苏意瓦愣在原地,几秒后,眼里迸发出欣喜若狂的光,跑步追了上去。
没了哪条规则,禁止玩家跟着npc行动、
青年没有答应他,但也没拒绝他。
圣安学院操场上,夜晚依旧人声鼎沸,尤其是篮球场,围了好几层,震耳欲聋的啦啦队都冒出来了。
刚在篮球场上大放光彩的花神,在四周此起彼伏的加油声中,抽空看了眼弹幕。
观众们不能剧透,泄露怪物和npc的位置。
但有时暗示性弹幕,不算违规。
比如这会。
“来了来了!”
花时七刚靠篮球击败校队,荣升球队一员,身价从初始点17提高至170。
他略一挑眉:“嘘,稍安勿躁,等会带你们去,至于现在嘛。”
“我是绝对不能接受一七零的。”
弹幕顿了顿,一片哈哈哈大笑。
“我花一米八!”
“不不,必须2.0!”
热闹的篮球场上,花时七一个假动作,侧身晃过校队队长,干净利落地一击扣球杀。
伴着吹响的哨声,篮球入网。
环绕操场的广播音很快响起:“通知体育部全体学员,篮球校队队长,改由大二学员花时七担任。
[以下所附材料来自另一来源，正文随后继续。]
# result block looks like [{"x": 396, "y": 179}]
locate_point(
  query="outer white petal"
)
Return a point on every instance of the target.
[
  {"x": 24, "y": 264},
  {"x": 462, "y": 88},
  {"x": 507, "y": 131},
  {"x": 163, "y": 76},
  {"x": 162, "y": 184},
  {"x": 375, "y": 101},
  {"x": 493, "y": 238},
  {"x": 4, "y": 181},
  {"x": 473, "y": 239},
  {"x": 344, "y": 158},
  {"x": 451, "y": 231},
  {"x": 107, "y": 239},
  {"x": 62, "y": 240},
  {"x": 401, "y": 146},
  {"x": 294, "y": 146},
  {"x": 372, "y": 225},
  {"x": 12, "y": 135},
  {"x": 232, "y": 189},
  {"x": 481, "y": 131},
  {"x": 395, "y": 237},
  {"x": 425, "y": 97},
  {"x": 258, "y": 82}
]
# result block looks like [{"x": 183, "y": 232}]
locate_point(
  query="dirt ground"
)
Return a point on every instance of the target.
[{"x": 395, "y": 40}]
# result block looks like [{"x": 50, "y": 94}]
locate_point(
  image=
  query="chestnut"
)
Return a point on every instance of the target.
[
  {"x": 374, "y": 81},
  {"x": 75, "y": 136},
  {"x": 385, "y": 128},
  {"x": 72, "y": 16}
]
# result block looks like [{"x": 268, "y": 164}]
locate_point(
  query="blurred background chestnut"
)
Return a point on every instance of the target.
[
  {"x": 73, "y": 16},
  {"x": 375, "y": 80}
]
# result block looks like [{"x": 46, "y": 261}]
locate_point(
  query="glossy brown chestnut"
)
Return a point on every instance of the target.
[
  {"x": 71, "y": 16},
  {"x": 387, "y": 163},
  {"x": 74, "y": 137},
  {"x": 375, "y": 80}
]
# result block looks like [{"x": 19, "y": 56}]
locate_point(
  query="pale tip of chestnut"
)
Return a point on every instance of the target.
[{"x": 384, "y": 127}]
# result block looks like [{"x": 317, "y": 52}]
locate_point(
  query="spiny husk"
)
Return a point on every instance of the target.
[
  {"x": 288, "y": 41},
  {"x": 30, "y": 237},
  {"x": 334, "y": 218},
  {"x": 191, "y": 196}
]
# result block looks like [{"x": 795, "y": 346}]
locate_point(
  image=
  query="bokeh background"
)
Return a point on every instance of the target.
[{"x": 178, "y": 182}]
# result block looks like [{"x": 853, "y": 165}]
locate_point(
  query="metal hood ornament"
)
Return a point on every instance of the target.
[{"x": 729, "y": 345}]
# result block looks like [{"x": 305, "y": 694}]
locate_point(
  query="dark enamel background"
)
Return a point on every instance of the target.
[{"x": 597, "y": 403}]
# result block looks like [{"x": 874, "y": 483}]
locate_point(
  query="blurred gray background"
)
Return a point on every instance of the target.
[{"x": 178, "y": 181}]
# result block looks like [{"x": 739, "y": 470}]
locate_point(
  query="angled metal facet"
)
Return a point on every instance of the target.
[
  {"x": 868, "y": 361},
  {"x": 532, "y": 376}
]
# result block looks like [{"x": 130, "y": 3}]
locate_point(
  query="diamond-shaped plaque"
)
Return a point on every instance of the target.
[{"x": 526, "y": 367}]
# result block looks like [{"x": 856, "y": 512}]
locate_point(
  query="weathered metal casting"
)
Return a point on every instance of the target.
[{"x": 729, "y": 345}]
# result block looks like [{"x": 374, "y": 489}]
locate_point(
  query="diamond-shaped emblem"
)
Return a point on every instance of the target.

”
【祝贺平民花队长,现身价:280。】
一路跟随花时七的玩家,隐隐明白了规则,纷纷散开,各自寻找提高身价的方法。
篮球场上的人一下少了大半。
只剩下被花队长吸引而来的校园啦啦队,职业操守极强地呐喊唱跳。
花时七将球抛给几名跃跃欲试的玩家,环顾了圈操场,眉头忽地一皱。
足球场上,原本踢足球的一群学员,不知何时停下了,带着唯恐避之不及的表情退开了。
足球场与跑道交汇处,聚集了一大群人,
与其说聚集,不如说,一群人将里面两道身影围住了,不怀好意地不让走。
“阮明安......我没看错吧。”
距离不远的人群泛起嘀咕。
“他怎么敢来这。”
人高马大,将阮辞与苏意瓦围起来的十来人中,为首红发男子,方才在看台上,看到青年出现的那刻,险些以为在做梦。
天上掉馅饼了。
他掐了烟,踩灭在地,几乎是瞬间就拦在了阮辞身前。
“校草这么晚,一个人来找谁,”
他像看不到阮辞身旁还站着一人,只紧紧盯着青年漂亮的眉眼,忍不住弯起嘴角,带着狎昵的意味凑近。
距离近了,他嗅到青年身上似有若无的栀子花香味,霎时难以言喻的心猿意马,如潮水般快要将他吞没。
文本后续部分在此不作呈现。